Глаза первокурсника наполнились огромными слезами. Он со страхом замотал головой, пряча руки за спину, умоляюще произнёс:


— Пожалуйста, господин Михаэлис! Клянусь вам, я всё выучу к следующему уроку!


— В этом я нисколько не сомневаюсь, — спокойно сказал Себастьян. — После сегодняшней встречи вы к каждому уроку будете готовиться так, что материал у вас от зубов отлетать будет.


— Не надо… — всхлипнул мальчик.


— Молодой человек, вы отнимаете время и у меня, и у себя, — голос методиста стал жёстким. — Ваш детский лепет вам не поможет. Вытяните руки, я сказал! И не вздумайте реветь! Это мужской колледж, или вы девочка и затесались сюда по ошибке?!


Длинно всхлипнув и закусив губу изо всех сил, Макмиллан протянул руки к профессору…


Он вздрагивал и зажмуривался каждый раз, когда хлыст в руке Себастьяна безжалостно обжигал его ладони, но изо всех сил сдерживал вскрикивания.

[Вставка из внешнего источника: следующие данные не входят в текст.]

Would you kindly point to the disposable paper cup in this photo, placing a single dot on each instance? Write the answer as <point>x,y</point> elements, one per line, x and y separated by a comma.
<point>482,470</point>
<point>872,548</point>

Ему казалось, что его полосуют огненным кнутом, он никак не ожидал такой боли и больше всего поражался тому, что у него получается почти молча её терпеть. Только иногда он тоненько, еле слышно поскуливал.


Наконец Себастьян перестал наносить удары и концом хлыста указал на стол, на котором лежала пачка бумаги и «Энеида» Публия Вергилия Марона. Велел:


— А теперь садитесь и откройте книгу на стихах со сто тридцать пятого по сто сорок пятый.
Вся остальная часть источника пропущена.